One of McGill’s big worries is that the style may be used as an excuse by some to hide bad brewing processes when making beers that should be clear. “How long until someone sees an East Coast IPA and applies it to a pilsner? The answer to that should be ‘in the sea, now’.
“There are breweries when, anytime they put out something – even awful – there are massive fan-boys around; people convincing themselves to like it. I really hope this East Coast thing is a bad idea, as I worry about the damage it is going to do along the way with people using it as an excuse to release bad beer. I was hoping this thing wouldn’t come to New Zealand, but people are wanting to say ‘we are cool, we look cool’.”
He expects East Coast IPA to go the way of another IPA spin – black IPA. It is still relatively easy to get a black IPA, but they are certainly less prominent now than they were a few years ago. Everyone proclaimed to love them, but then you get down to it and you either get one that’s black but tastes like an IPA, or an IPA with roasty character. For the most part, black IPAs are pretty awful.”
But with East Coast IPAs like Heady Topper topping “best of” lists, surely there is something to the style. McLeod’s head brewer Jason Bathgate, a Vermont native, says East Coast IPAs can taste amazing. One of the key elements is conditioning the beer – sitting it cold in a tank, which encourages solids to drop out from the liquid – for long enough after fermentation to get enough of the yeast out before packaging.
Many East Coast IPAs are not filtered or fined, as doing so could strip out hop aroma and flavour, so conditioning is the only place to get yeast out. When large quantities of yeast die in a beer –in the fermenter, or, say, a can – you can get off-flavours like socks or meat.
“There is always going to be a little bit of yeast in suspension [in an East Coast IPA], but not enough that you could pitch the beer into a homebrew and get it fermenting,” Bathgate says. “You have to let it condition because you can’t serve that much yeast. Saying that, it’s their god-given right as brewery to do whatever they want. It just really desponds me when people are trying to put something out that misses the mark.”
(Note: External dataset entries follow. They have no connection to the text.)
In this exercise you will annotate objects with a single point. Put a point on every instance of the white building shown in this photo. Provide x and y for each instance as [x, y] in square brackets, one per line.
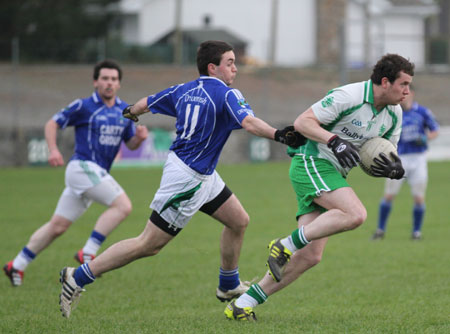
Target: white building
[285, 32]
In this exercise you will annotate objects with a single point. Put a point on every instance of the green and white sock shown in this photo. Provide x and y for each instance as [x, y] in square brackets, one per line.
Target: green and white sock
[254, 296]
[296, 240]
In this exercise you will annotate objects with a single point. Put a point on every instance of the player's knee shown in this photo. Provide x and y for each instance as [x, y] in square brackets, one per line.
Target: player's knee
[124, 206]
[126, 209]
[245, 220]
[358, 216]
[58, 226]
[313, 259]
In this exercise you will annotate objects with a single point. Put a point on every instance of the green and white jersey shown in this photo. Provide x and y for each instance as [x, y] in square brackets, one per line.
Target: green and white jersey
[349, 112]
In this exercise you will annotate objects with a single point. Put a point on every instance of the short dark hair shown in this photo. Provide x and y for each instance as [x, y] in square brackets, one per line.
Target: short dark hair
[107, 63]
[210, 52]
[390, 66]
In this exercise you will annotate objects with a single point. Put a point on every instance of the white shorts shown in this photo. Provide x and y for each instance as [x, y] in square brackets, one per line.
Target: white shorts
[416, 174]
[183, 192]
[86, 182]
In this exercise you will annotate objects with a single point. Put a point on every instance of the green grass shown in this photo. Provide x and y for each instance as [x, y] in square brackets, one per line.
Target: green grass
[392, 286]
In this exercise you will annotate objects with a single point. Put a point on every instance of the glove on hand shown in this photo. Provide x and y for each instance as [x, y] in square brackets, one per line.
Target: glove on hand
[127, 114]
[421, 140]
[346, 153]
[290, 137]
[388, 168]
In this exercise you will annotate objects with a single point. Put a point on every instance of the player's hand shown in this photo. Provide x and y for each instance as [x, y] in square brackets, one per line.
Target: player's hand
[141, 132]
[388, 168]
[290, 137]
[346, 153]
[127, 114]
[55, 158]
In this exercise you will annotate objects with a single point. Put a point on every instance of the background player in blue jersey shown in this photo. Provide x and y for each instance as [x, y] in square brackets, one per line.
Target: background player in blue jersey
[206, 110]
[418, 127]
[100, 128]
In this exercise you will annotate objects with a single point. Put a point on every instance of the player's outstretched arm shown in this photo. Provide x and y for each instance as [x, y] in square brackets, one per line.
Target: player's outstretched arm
[55, 157]
[133, 111]
[138, 138]
[260, 128]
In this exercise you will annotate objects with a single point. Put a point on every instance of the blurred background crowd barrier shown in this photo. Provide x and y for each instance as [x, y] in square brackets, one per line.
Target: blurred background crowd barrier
[292, 55]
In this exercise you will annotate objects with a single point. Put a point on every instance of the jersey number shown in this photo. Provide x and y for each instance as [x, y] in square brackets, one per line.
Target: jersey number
[187, 133]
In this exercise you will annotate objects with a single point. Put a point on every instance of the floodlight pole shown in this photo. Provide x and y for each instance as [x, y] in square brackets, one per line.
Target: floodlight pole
[178, 45]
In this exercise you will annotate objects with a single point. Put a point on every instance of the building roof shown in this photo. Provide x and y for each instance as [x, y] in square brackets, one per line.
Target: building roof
[198, 36]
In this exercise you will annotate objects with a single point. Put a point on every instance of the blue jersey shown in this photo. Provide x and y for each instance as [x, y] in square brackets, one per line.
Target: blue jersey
[206, 112]
[416, 122]
[99, 130]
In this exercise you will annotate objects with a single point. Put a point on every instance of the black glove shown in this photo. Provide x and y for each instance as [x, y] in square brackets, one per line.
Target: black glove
[290, 137]
[127, 114]
[388, 168]
[346, 153]
[421, 140]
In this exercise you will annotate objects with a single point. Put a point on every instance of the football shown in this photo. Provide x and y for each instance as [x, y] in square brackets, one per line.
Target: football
[371, 149]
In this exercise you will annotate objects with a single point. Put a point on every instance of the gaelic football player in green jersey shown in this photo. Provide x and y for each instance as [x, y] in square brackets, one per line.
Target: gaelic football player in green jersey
[336, 127]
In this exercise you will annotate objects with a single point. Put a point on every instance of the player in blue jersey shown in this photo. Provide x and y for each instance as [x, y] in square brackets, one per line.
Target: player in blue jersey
[419, 126]
[206, 110]
[336, 126]
[100, 128]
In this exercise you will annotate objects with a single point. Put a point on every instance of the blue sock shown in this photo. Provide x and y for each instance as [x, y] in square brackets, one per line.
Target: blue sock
[99, 238]
[383, 214]
[418, 213]
[229, 279]
[83, 275]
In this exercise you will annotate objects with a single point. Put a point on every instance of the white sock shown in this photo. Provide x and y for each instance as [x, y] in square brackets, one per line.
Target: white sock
[289, 244]
[21, 261]
[246, 301]
[92, 246]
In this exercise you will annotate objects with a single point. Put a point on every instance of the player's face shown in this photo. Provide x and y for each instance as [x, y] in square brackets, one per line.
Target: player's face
[399, 89]
[226, 70]
[408, 101]
[108, 83]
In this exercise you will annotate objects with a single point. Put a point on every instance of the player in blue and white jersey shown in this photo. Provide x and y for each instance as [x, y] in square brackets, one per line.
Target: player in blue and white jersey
[100, 128]
[336, 127]
[419, 126]
[206, 110]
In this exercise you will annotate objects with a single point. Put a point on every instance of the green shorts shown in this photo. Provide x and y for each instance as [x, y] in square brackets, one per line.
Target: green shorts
[310, 176]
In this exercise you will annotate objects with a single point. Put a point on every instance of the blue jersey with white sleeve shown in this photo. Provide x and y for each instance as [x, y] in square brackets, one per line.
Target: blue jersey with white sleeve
[99, 129]
[416, 121]
[206, 112]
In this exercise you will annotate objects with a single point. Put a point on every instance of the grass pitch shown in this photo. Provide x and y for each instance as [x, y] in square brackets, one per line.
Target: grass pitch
[390, 286]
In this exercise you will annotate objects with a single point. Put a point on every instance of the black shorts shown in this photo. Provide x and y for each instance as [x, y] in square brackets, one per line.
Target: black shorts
[208, 208]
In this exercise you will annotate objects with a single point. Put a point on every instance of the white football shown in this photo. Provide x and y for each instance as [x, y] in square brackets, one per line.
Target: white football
[371, 149]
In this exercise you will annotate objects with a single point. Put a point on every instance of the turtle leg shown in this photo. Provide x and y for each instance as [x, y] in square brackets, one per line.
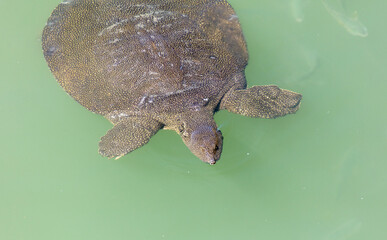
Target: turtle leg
[261, 101]
[127, 135]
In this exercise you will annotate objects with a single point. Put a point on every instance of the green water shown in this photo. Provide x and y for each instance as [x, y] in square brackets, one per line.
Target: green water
[319, 174]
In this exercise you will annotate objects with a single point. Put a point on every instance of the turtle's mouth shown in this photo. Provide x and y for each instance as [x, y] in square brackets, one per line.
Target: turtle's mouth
[210, 159]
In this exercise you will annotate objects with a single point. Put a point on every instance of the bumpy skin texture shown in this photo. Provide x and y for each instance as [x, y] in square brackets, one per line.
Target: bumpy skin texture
[152, 64]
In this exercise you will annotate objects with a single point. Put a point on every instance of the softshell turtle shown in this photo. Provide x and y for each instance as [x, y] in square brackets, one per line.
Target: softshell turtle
[152, 64]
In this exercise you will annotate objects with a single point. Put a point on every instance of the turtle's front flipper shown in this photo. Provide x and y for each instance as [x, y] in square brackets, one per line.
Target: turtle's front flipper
[261, 101]
[127, 135]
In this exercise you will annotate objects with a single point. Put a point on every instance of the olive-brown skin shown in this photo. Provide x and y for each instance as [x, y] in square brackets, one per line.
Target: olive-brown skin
[147, 65]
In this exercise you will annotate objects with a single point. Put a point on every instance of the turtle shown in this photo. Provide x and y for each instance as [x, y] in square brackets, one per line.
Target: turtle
[147, 65]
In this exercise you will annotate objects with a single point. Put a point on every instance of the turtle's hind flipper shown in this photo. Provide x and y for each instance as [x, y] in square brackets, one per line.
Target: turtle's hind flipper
[262, 101]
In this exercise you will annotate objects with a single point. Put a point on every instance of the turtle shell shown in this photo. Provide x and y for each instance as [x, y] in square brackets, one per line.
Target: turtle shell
[109, 54]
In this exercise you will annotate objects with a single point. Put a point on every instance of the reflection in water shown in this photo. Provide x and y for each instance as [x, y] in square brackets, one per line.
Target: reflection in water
[297, 8]
[351, 24]
[345, 230]
[306, 66]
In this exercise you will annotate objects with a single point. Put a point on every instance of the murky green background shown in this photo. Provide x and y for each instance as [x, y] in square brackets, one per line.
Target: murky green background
[318, 174]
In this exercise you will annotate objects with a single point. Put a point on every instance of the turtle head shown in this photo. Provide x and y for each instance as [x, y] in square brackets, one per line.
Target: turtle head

The response to Party and Bullshit since the West Coast IPA Challenge has been almost universally positive. With cans appearing on store shelves after Beervana, plenty of people have had a chance to experience a different kind of IPA. Ruffell says he expects some haters – “it is quite easy to brew a beer that offends nobody” – but Bathgate is happy people are giving it a go.
“I know New Zealanders like that brilliant, crystalclear beer, but hey, there is something to be said for a different taken on IPA.”